Find an Inspiration Piece
If Malin isn't your cup of tea, Banks Fine Art and Carneal Simmons Contemporary Art both have stunning pieces capable of being the showstopper of your gallery wall.
Banks offers several late 19th-century and early 20th-century paintings by both French and American artists such as Leonardo Nierman's oil on board “Castle in the Sky.” According to the artist, "Colors I think of as I think of sounds; one sound means almost nothing and one isolated color means very little, but a certain organization of sounds may become a glorious symphony. A certain organization of colors can unleash a tempest of emotions in a perceptive viewer." Who wouldn't want to buy his art with a philosophy like that?

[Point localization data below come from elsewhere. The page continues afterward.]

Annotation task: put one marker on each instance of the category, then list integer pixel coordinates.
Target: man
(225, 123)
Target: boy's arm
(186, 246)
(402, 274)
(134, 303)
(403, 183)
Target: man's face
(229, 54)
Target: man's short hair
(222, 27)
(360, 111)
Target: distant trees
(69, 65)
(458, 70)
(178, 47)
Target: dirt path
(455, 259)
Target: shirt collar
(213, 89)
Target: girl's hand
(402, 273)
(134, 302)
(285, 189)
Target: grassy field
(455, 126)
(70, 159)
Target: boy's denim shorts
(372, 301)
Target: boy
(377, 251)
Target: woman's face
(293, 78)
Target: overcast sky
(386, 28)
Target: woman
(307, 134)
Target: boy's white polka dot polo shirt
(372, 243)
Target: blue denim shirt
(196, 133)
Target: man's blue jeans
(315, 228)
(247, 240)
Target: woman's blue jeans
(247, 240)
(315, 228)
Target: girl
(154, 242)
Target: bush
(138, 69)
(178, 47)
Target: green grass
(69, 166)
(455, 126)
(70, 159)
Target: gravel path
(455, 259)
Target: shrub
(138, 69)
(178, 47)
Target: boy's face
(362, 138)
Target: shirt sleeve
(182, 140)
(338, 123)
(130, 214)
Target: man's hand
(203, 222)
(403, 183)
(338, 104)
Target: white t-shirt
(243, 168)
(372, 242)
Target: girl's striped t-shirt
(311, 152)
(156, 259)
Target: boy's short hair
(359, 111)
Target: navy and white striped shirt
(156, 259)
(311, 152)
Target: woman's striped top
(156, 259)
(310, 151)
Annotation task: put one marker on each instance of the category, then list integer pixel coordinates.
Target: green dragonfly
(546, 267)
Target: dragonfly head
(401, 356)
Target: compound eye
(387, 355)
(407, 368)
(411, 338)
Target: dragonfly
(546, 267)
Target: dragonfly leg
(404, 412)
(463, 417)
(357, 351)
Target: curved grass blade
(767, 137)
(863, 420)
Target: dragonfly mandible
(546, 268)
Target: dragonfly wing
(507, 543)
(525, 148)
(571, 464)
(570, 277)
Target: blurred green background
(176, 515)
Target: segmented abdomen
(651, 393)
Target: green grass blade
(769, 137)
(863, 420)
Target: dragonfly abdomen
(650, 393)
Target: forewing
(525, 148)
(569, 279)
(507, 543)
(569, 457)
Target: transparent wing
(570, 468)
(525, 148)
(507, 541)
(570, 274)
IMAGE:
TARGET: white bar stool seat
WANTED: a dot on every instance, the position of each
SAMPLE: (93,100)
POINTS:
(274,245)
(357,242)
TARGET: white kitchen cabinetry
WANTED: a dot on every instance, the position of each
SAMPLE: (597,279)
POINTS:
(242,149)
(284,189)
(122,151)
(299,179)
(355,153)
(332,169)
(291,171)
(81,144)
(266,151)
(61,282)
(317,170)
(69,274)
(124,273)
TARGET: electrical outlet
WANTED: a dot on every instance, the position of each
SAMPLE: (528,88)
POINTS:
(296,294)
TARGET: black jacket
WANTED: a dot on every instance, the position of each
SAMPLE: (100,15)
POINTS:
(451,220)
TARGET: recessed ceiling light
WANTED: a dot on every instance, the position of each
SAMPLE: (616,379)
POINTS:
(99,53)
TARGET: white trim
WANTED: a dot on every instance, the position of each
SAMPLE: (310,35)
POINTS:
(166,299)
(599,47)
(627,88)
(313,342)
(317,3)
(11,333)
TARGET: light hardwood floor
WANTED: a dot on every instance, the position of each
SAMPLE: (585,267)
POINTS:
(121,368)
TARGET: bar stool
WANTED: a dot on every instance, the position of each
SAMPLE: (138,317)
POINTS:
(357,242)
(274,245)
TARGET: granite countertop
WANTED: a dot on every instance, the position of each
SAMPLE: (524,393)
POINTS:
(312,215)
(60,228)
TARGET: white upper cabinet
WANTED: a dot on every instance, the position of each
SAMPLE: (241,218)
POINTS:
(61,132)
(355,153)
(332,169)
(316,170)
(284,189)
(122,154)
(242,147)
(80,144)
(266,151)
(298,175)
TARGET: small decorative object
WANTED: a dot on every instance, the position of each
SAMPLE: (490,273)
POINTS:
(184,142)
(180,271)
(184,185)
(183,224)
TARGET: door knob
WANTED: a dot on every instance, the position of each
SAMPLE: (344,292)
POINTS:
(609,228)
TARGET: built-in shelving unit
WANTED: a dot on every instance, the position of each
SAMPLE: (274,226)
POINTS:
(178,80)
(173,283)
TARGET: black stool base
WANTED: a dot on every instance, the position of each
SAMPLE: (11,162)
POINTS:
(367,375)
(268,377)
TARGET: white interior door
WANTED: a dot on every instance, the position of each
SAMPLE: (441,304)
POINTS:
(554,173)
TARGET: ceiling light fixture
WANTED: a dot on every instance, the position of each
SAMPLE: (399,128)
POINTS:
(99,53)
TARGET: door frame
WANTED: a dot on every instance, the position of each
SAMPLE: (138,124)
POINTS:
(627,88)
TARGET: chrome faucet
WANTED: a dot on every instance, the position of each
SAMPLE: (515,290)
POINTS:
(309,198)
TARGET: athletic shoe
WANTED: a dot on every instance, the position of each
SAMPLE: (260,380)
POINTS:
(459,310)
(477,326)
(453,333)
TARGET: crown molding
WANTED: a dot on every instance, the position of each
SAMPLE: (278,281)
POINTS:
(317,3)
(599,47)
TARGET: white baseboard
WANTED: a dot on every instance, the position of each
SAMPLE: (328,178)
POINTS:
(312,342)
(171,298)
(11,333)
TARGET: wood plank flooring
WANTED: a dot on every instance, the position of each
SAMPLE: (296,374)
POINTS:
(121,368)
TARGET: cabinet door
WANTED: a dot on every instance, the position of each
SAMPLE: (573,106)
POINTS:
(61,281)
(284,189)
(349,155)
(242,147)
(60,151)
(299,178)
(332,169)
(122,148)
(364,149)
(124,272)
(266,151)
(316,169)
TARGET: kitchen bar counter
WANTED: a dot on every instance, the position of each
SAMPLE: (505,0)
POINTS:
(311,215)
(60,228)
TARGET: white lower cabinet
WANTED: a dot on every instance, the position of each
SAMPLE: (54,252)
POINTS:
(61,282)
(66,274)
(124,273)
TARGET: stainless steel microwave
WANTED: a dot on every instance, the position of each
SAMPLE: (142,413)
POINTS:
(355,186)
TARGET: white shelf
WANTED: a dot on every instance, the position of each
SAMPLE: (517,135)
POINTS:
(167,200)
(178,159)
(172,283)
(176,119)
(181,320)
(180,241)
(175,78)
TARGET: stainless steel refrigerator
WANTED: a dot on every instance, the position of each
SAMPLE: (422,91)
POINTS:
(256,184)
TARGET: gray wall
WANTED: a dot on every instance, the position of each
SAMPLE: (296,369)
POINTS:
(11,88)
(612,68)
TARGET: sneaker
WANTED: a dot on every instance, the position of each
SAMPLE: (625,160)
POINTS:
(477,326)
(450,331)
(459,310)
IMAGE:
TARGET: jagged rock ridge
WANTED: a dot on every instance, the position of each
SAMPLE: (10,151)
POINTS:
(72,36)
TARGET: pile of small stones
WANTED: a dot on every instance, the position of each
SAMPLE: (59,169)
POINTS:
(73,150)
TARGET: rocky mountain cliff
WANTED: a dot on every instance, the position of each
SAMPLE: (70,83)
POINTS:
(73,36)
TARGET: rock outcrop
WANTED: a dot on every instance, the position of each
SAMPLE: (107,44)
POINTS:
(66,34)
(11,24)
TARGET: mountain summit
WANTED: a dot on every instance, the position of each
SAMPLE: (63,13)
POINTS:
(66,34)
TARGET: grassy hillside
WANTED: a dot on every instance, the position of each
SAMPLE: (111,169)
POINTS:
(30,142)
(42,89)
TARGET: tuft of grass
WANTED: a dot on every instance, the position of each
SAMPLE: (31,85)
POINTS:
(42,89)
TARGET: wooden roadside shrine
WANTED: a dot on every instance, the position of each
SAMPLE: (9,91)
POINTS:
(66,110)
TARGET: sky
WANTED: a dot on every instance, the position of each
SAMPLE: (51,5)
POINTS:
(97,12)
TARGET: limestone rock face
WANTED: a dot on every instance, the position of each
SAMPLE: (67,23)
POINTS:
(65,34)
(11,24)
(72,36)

Photographer printmaker Kalee Appleton's work is available at Carneal Simmons, and one of her psychedelic-esque naturescapes would be the perfect star on your gallery wall. If you end up with a loose canvas or print, Beaux Arts can find it a home in a custom frame.
Pull Out the Color Palette
Go digital by snapping an image of your inspiration piece then using a Chrome extension called ColorPick Eyedropper to find its exact color codes. You can also upload your image to Image Color Picker for similar results. Go to Design Seeds for color inspiration and to see the kind of image-inspired color palettes we’re referring to.
Add Complementary Artwork
Once you have your color scheme, you can begin to add pieces that pull it all together. Visit Art Ability, which offers a wide range of traditional and contemporary artwork. Find something in any budget — from $5 to $20,000 — at American Fine Art & Frame, where you can browse glasswork in a variety of hues, tints and shades.
Use This Hanging Trick
Don't waste your time agonizing over getting your frames to hang straight, level and symmetrical. Instead, use butcher paper the size of your hanging area, place it on the floor and lay out your design there. Trace each piece of art, marking the spot where the hardware needs a nail. Label each artwork, tape the paper to the wall and ensure that it's level. Finally, add your nails right over the paper, hang your artwork and then tug the paper out from behind your display. You'll achieve perfect alignment with beautiful results.
When you face a white wall unsure of how to adorn such an expansive empty space, consider transforming it into a gallery wall. Use our tips and help from the galleries and showrooms in the Dallas Design District to inspire your efforts!